A few things make this work in practice. BrainAccess relies on the Lab Streaming Layer (LSL) protocol to keep data from different devices synchronized in time. This is extremely important, since even small timing misalignments can distort measures like phase synchrony.

The devices themselves are wireless and portable, so a research team isn’t stuck cabling several participants together in a fixed lab setup. This is useful if a study wants to move toward more naturalistic, real-world conditions, like the pilot and workplace studies mentioned above.

Because BrainAccess offers free SDKs (Python, C, C++, Kotlin), researchers can build custom analysis or stimulus-presentation pipelines on top of the core system when a study calls for something more specific.

Practically, this means a two-, three-, or multi-person hyperscanning session can be set up and monitored from one screen, rather than stitching together multiple independent recording systems by hand.

Finally, when many devices are connected at the same time, checking their status and data quality in real-time can easily become a headache. That is why, the new version of BrainAccess Board,  will include Jena, a powerful AI assistant, that can monitor all your active streams (even when 10+ devices are connected together), troubleshoot problems, and flag EEG quality issues. 
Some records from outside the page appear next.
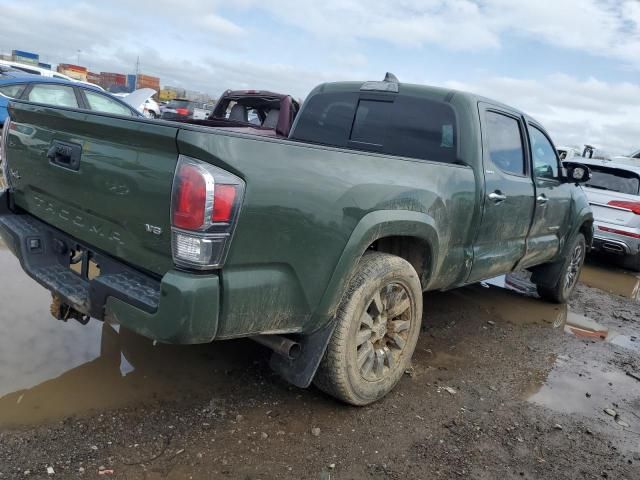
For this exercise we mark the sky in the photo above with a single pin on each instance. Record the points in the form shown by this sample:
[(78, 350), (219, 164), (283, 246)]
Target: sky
[(572, 64)]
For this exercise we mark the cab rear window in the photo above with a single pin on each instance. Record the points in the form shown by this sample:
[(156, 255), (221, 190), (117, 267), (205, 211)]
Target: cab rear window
[(394, 125)]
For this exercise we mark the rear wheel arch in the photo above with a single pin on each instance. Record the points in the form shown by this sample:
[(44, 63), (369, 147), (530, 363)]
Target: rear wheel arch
[(415, 250), (399, 232)]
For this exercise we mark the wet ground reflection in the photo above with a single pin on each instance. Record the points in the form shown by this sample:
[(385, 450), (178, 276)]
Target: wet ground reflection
[(50, 369)]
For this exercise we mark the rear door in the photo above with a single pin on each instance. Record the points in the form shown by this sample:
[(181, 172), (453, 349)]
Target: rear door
[(509, 194), (551, 221), (103, 179)]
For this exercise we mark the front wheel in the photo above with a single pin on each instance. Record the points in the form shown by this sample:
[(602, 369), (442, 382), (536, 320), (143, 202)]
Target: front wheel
[(565, 283), (378, 323)]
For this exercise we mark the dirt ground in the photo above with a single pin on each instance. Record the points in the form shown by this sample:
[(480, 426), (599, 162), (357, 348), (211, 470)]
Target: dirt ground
[(503, 386)]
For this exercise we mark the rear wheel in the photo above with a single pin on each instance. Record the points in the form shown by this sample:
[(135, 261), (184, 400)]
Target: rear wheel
[(565, 283), (378, 323)]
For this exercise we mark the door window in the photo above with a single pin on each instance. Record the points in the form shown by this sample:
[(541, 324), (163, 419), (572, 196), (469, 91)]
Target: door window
[(545, 161), (12, 91), (57, 95), (102, 103), (505, 143)]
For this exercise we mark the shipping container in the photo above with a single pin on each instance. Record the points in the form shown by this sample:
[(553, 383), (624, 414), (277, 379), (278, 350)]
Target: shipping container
[(131, 81), (27, 55), (93, 77), (71, 67)]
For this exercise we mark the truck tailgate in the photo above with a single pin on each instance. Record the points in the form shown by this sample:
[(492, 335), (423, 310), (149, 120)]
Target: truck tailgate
[(105, 180)]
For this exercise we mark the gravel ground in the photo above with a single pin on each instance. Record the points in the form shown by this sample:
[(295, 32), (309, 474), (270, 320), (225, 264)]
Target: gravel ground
[(503, 386)]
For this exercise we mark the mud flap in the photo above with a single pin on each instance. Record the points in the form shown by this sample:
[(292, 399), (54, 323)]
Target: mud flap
[(300, 371), (547, 275)]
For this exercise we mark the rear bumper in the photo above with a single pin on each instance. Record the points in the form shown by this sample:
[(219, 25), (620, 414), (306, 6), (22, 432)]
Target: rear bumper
[(615, 243), (179, 308)]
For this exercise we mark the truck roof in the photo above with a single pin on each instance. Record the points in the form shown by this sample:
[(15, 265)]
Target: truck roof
[(421, 91)]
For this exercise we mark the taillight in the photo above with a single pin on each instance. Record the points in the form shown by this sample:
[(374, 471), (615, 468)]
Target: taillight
[(204, 208), (629, 205), (190, 197), (223, 199)]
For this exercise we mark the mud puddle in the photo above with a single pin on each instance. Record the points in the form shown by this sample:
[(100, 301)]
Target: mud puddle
[(51, 369), (573, 387)]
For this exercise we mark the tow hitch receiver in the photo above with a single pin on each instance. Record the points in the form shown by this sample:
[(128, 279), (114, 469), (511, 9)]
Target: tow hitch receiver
[(62, 311)]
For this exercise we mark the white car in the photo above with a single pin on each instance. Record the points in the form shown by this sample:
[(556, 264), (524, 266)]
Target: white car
[(43, 72), (141, 100), (151, 109), (614, 195)]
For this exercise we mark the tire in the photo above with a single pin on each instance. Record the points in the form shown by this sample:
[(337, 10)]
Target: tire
[(381, 309), (631, 262), (565, 283)]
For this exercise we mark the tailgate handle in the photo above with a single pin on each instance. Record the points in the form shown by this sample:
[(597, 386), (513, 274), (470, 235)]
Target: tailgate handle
[(64, 154)]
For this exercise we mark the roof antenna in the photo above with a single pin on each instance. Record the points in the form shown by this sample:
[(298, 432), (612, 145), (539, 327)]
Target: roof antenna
[(390, 77)]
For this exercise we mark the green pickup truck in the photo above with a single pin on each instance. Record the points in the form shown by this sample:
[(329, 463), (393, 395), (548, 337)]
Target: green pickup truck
[(318, 245)]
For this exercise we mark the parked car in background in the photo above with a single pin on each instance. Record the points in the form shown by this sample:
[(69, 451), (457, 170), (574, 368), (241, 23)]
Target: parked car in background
[(614, 194), (318, 245), (43, 72), (178, 109), (16, 84), (59, 93), (202, 111), (142, 100), (151, 109), (631, 159), (568, 153)]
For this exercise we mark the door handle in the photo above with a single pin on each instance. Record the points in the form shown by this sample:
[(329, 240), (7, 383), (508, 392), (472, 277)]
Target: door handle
[(66, 155), (497, 197)]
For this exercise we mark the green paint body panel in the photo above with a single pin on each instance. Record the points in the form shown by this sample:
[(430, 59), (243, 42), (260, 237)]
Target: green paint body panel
[(308, 215)]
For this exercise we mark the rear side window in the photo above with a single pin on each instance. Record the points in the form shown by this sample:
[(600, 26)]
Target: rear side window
[(56, 95), (12, 91), (372, 122), (327, 119), (504, 141), (615, 180), (394, 125)]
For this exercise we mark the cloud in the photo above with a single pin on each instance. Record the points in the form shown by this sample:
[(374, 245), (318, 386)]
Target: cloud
[(219, 25), (291, 45), (574, 111), (599, 27)]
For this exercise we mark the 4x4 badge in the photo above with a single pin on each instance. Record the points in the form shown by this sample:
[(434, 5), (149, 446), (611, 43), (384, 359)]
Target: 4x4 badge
[(153, 229)]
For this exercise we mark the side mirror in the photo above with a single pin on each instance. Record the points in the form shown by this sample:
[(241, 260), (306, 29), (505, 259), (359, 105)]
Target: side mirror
[(577, 172), (543, 171)]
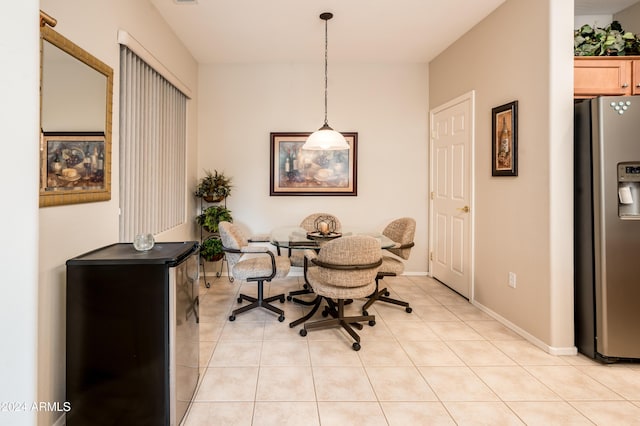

Stay tuned for Jena’s upcoming release!

Understanding Hyperscanning and Why BrainAccess Is Built for It - BrainAccess
Our team during an hyperscanning session with BrainAccess HALO devices.

Conclusion

Hyperscanning is a reminder that some of the most interesting things happening in the brain aren’t happening in just one brain, they’re happening between brains, in the split-second give-and-take of cooperating, competing, or simply coordinating with someone else.

As the tools for multi-person EEG recording become easier to set up and manage, expect hyperscanning to keep moving beyond specialized neuroscience labs and into more everyday questions about how people connect.

Reference

[1] Balconi M and Vanutelli ME (2017) Cooperation and Competition with Hyperscanning Methods: Review and Future Application to Emotion Domain. Front. Comput. Neurosci. 11:86. doi: 10.3389/fncom.2017.00086

[2] Zamm, A., Loehr, J. D., Vesper, C., Konvalinka, I., Kappel, S. L., Heggli, O. A., … & Keller, P. E. (2024). A practical guide to EEG hyperscanning in joint action research: from motivation to implementation. Social cognitive and affective neuroscience19(1), nsae026.